Frank had a minor role in an infamous baseball incident.
Baseball team owner Bill Veeck was known for crazy promotions and grand, offbeat gestures. With a true love of the game and a wicked sense of humor, Veeck was one of the few executives who realized that baseball was supposed to be fun. Perhaps his most infamous scheme involved signing a Eddie Gaedel, 3’7″ man, to a contract.
No, not as a mascot or a good luck charm. As a player.
What does this have to do with Frank Saucier? Give me time, I’ll get there.
Veeck wanted to pull his stunt in a home game, of course, to take advantage of the hype. Since the home team always has to take the field first and the diminutive would-be slugger could not play the field, an expendable player would start the game and be listed as the lead-off hitter. When it was time for the home team to bat, the manager would announce that Mr. Expendable was being lifted for a pinch batsman, although I’m not sure that “lifted” is the right word here, given that the pinch hitter was Mr. Gaedel.
And Frank Saucier?
He was Mr. Expendable, the only man in major league history to be replaced by a little person.
The rest of his major league career consisted of 14 at bats and an .071 batting average.
So you think I’m making fun of the guy? You could not be more wrong. I came to praise Caesar, not to bury him. Frank Saucier was an amazing man. He was a naval officer at age 18. He was a genius student. He was a successful entrepreneur, and later a CEO. He was the kind of guy they name things after.
So you think he was good at everything but baseball? Wrong again. He was good at baseball. Really, really good. He once made the cover of The Sporting News, and had a lifetime minor league batting average of .380. (That’s not a typo. Three-fucking-eighty!)
What happened to all that potential? Long story. I covered the rest of the Frank Saucier story, including biographical info and all the inside details of the Gaedel incident, in an article at Uncle Scoopy’s Ballpark.

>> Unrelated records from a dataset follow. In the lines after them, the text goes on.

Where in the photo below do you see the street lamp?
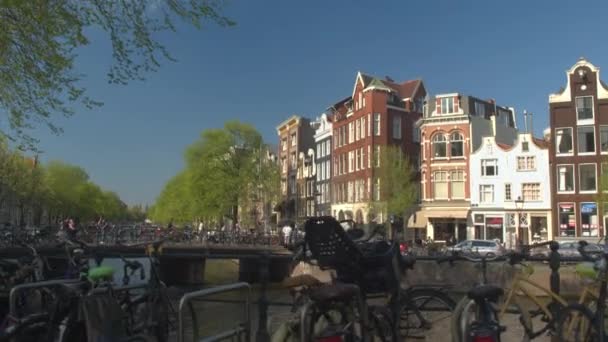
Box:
[515,196,524,248]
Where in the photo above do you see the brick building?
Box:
[275,115,314,221]
[331,72,426,223]
[549,58,608,239]
[414,93,517,241]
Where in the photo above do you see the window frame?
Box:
[449,131,464,159]
[599,125,608,154]
[576,125,597,156]
[574,95,595,126]
[553,127,578,156]
[448,169,467,199]
[504,183,513,202]
[555,163,576,194]
[392,114,403,140]
[521,182,543,202]
[479,184,495,204]
[578,163,598,194]
[372,113,382,137]
[431,132,448,159]
[431,170,450,200]
[481,159,498,177]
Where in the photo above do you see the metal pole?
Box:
[255,251,270,342]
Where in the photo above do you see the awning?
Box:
[406,210,427,229]
[424,210,469,219]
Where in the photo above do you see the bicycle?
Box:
[557,241,608,342]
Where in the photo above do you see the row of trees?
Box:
[0,142,140,225]
[149,121,280,226]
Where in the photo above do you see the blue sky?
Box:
[30,0,608,204]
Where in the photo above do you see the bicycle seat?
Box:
[310,283,359,303]
[87,266,114,282]
[576,262,597,280]
[282,274,322,288]
[467,285,504,302]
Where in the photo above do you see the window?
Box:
[432,171,448,199]
[475,102,486,118]
[393,115,401,139]
[450,132,464,157]
[433,133,447,158]
[360,147,365,170]
[479,184,494,203]
[450,170,464,198]
[481,159,498,176]
[517,156,536,171]
[578,164,597,192]
[505,183,513,201]
[361,116,365,139]
[521,183,541,201]
[576,96,593,120]
[558,203,576,237]
[439,97,454,114]
[577,126,595,154]
[600,126,608,153]
[557,165,574,192]
[581,202,599,237]
[374,178,380,201]
[374,113,380,136]
[555,128,572,154]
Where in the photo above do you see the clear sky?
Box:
[30,0,608,204]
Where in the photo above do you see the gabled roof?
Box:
[351,71,422,99]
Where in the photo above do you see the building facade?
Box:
[331,72,426,223]
[313,108,346,216]
[467,133,552,248]
[416,93,517,241]
[275,115,314,221]
[549,58,608,239]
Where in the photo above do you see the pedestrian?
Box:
[283,224,292,246]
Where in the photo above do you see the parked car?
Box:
[530,241,604,258]
[444,240,506,257]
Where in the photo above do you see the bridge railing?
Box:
[178,283,251,342]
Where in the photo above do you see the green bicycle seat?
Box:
[576,262,597,280]
[87,266,114,282]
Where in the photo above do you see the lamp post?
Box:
[515,196,524,247]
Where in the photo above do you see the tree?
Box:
[150,121,279,226]
[372,145,418,224]
[0,0,234,148]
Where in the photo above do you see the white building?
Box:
[467,133,552,247]
[312,113,333,216]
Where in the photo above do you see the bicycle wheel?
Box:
[369,306,397,342]
[556,304,603,342]
[399,288,456,340]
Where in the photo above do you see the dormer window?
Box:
[437,97,455,114]
[576,96,593,121]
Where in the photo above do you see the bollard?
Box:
[255,251,270,342]
[549,241,560,324]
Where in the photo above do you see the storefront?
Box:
[473,213,505,242]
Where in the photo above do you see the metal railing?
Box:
[177,283,251,342]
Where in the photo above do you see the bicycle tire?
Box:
[556,304,605,342]
[399,288,456,340]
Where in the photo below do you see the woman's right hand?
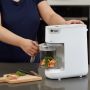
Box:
[19,39,39,57]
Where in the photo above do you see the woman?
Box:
[0,0,83,62]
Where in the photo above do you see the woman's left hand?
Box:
[65,20,84,24]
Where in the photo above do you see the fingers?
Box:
[28,41,39,56]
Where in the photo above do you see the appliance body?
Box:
[45,24,88,79]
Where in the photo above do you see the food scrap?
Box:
[40,57,56,68]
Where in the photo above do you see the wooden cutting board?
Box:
[0,74,42,83]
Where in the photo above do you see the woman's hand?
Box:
[19,39,39,57]
[65,20,84,24]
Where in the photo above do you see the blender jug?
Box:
[40,43,64,69]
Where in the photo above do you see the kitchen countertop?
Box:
[0,63,90,90]
[47,0,90,6]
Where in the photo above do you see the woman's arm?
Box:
[38,1,83,25]
[0,25,39,56]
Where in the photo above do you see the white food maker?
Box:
[41,24,88,79]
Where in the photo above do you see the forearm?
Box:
[0,25,24,47]
[48,13,66,25]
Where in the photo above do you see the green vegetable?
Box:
[44,56,53,68]
[16,71,26,76]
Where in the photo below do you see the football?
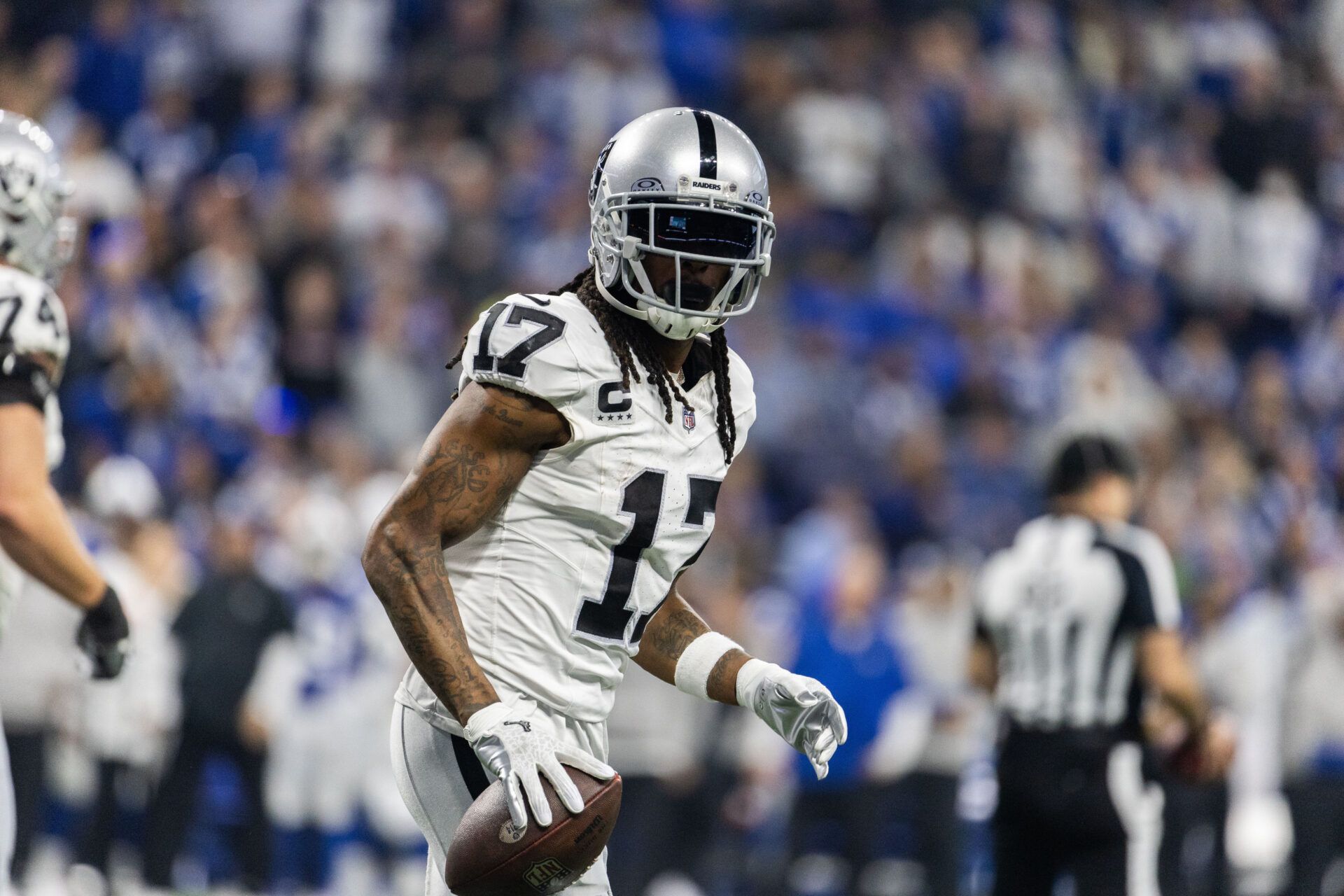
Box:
[444,766,621,896]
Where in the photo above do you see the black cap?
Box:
[1046,435,1138,498]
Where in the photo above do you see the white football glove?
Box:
[736,659,849,780]
[462,703,615,830]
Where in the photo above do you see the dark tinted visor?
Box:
[626,207,760,259]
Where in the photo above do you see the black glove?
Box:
[76,584,130,678]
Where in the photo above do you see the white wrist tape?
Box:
[672,631,741,700]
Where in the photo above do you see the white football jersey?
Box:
[0,265,70,636]
[398,293,755,732]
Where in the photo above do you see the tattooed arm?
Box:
[363,383,570,724]
[634,584,849,779]
[634,586,751,705]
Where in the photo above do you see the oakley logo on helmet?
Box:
[589,137,615,206]
[0,153,38,203]
[590,108,774,339]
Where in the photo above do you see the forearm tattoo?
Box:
[640,595,710,668]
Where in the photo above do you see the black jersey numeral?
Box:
[0,295,23,345]
[472,302,564,380]
[574,470,722,645]
[38,295,60,339]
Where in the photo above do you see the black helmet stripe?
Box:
[694,108,719,177]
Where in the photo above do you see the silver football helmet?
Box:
[0,108,76,282]
[589,108,774,339]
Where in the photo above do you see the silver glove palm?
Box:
[463,703,615,830]
[736,659,849,780]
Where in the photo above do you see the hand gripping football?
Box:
[444,766,621,896]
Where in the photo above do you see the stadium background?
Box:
[0,0,1344,896]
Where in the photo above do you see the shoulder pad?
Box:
[460,293,596,412]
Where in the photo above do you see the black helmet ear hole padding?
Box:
[1046,435,1138,498]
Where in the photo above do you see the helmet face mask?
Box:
[590,108,774,339]
[0,110,76,282]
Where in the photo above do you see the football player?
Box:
[363,108,846,896]
[0,110,130,893]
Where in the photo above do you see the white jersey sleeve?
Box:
[458,294,583,427]
[0,266,70,642]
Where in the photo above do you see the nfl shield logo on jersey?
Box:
[681,405,695,433]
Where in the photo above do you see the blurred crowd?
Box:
[0,0,1344,896]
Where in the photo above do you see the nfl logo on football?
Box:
[523,858,570,893]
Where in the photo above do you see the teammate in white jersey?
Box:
[364,108,846,895]
[0,110,129,893]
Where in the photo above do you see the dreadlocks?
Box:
[447,265,738,463]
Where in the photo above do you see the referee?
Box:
[970,435,1233,896]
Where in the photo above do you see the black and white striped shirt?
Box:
[976,516,1180,736]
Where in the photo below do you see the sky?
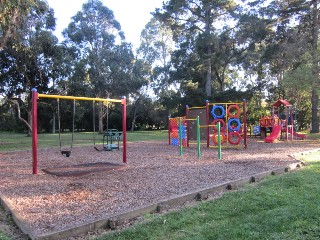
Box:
[47,0,163,49]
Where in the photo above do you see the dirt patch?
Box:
[0,139,320,238]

What I don’t like is when someone who went 1-14 in their Major League career gets dubbed “not good at baseball.” No he’s ridiculously good because he got 14 at bats in the Major Leagues. He’s obscenely good at baseball. Like those who make fun of Michael Jordan for not being a good baseball player. He went how many years without playing baseball or facing live pitching and he actually hit in the .220’s with a couple homers in the minors? That is actually insanely good.